Four industry leaders breakdown the importance of online credentials
20 December, 2011
There have been many discussions about digital identities and online credentials in 2011. The National Strategy for Trusted Identities in Cyberspace (NSTIC) is picking up steam and organizations are seeking to further secure IT networks as threats from hacking increase.
But questions and uncertainty abound. What are digital identities and how do they work? Will one credential work with another? How will they impact privacy and help address regulatory compliance?
In light of these and other pressing questions, Re:ID editors asked some of the leaders in the space to share their thoughts and vision for online ID.
Participating in the roundtable are: Jeremy Grant, senior executive adviser and manager of the National Program Office for NSTIC; Mollie Shields-Uehling, president and CEO at SAFE-BioPharma; Judith Spencer, former co-chair of the Federal Identity, Credential, and Access Management Subcommittee at the U.S. General Services Administration and now CertiPath’s policy management authority chair; and Scott Rea, board member and director of operating authority at the Research and Education Bridge Certification Authority (REBCA).
What do these digital IDs look like to you?
Mollie Shields-Uehling, SAFE-BioPharma
SAFE-BioPharma digital IDs are a form of software installed on a computer, tablet, smart phone or other device. They are based, in part, on a close link with the user’s proven identity. They also enable the application of digital signatures to electronic documents.
Generally, digital signatures compliant with the SAFE-BioPharma standard will be represented in the form of a graphic containing the individual’s name, the reason for applying the signature, date/time of signing, the SAFE-BioPharma logo and other identifying information.
Scott Rea, REBCA
I see these digital IDs as an analogy to the credit card in the financial industry. When banks first started issuing these, you could only use your card at merchants that specifically had an arrangement with your local bank, and these were limited in scope.
But then along came the payments industry standards and the creation of standards such as Visa, MasterCard and American Express. Now, if your bank or issuing entity participates in one of these credit card standards, they can issue a credential in accordance with that standard that is accepted in a much broader community of merchants.
This is typically acknowledged by a logo or brand being placed upon your card, which is still issued by your local bank, and also displayed by the merchant or relying party willing to accept it.

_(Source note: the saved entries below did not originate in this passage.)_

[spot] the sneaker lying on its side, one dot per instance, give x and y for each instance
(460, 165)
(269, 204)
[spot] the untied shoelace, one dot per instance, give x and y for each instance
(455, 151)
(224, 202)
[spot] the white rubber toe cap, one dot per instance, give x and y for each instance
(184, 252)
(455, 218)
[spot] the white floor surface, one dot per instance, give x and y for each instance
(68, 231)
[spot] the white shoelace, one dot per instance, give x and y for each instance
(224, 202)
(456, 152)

In relating this to interoperable digital identities, the trust hubs are the payment standards, the Certification Authorities are the branding mechanism, and local education and research institutions can now issue credentials that can be relied upon internally and by the broader research community.
Jeremy Grant, NSTIC
Within the identity ecosystem, we do not advocate a particular form factor, so we don’t have a prescribed look and feel that makes one ID better than another. We do expect innovation to drive the identity market to the general public in a privacy-enhancing manner that is easy to use.

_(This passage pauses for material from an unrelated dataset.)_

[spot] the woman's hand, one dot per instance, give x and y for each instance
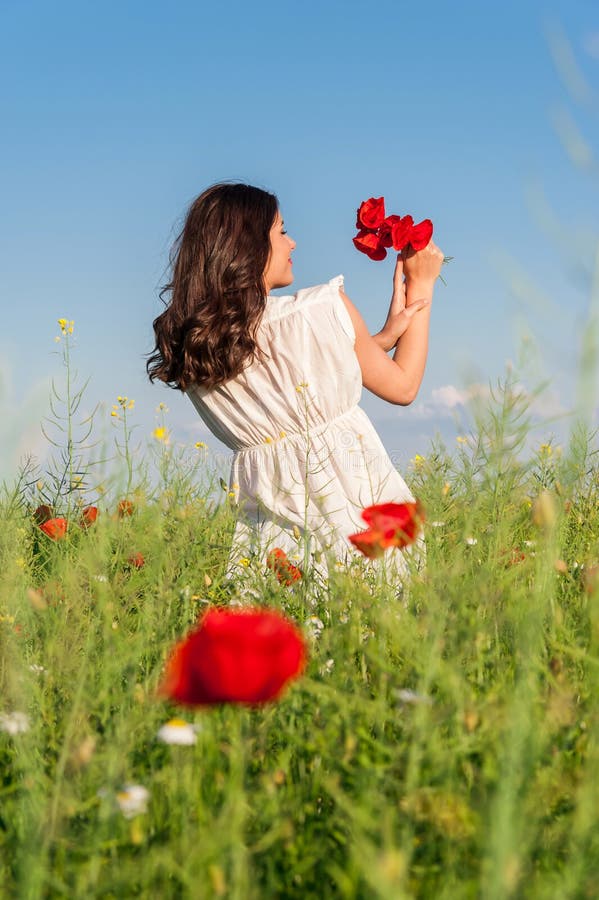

This could be in the form of a smart phone or credit card. The employment of interoperable credentials will support the individual’s ability to create and utilize their digital identity with increased control and personal privacy.

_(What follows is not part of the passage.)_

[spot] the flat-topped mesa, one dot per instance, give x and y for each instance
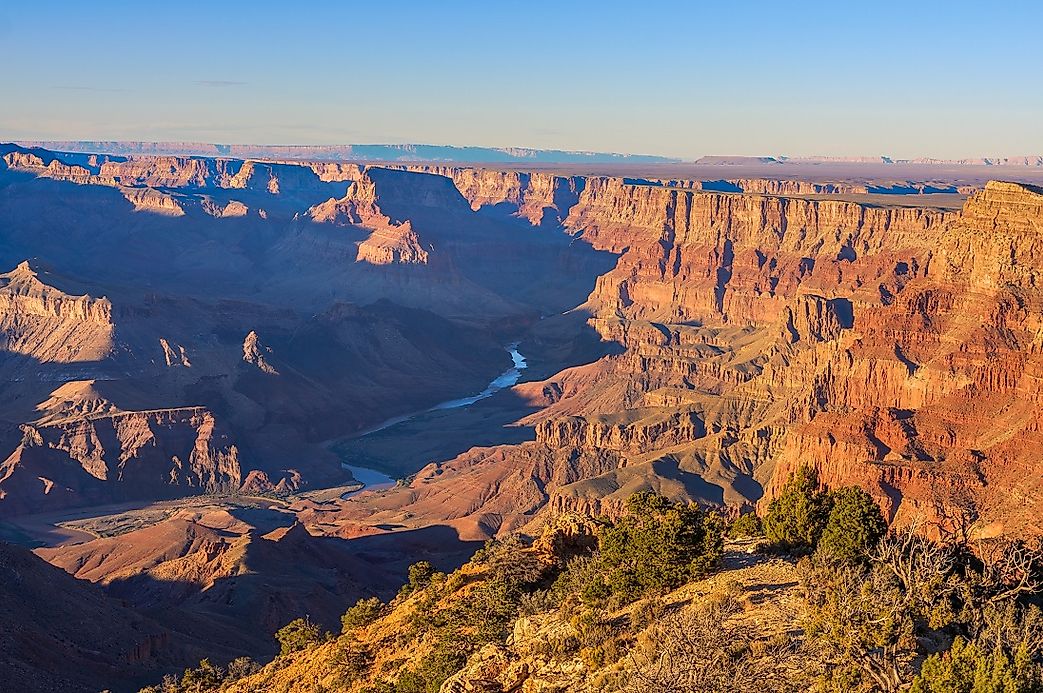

As far as the physical or architectural composition of digital IDs and their associated credentials, innovation and user requirements will dictate the form in which these are delivered. Our interest from the government side is to develop a framework for the identity ecosystem where multiple form factors can coexist and ultimately the market can decide which solutions are best.
Judith Spencer, CertiPath
Interoperable digital identities need to have strong security tokens and processes associated with them. It is a well-known fact that the more often an electronic identity credential is used the more likely it becomes that it can be subverted.
User ID/Password combinations are particularly vulnerable and for that reason they make lousy interoperable identity credentials. Cryptographically-based identity credentials, on the other hand, are particularly resistant to attack, and those associated with some type of hardware storage device and/or biometric activation processes are even more resistant.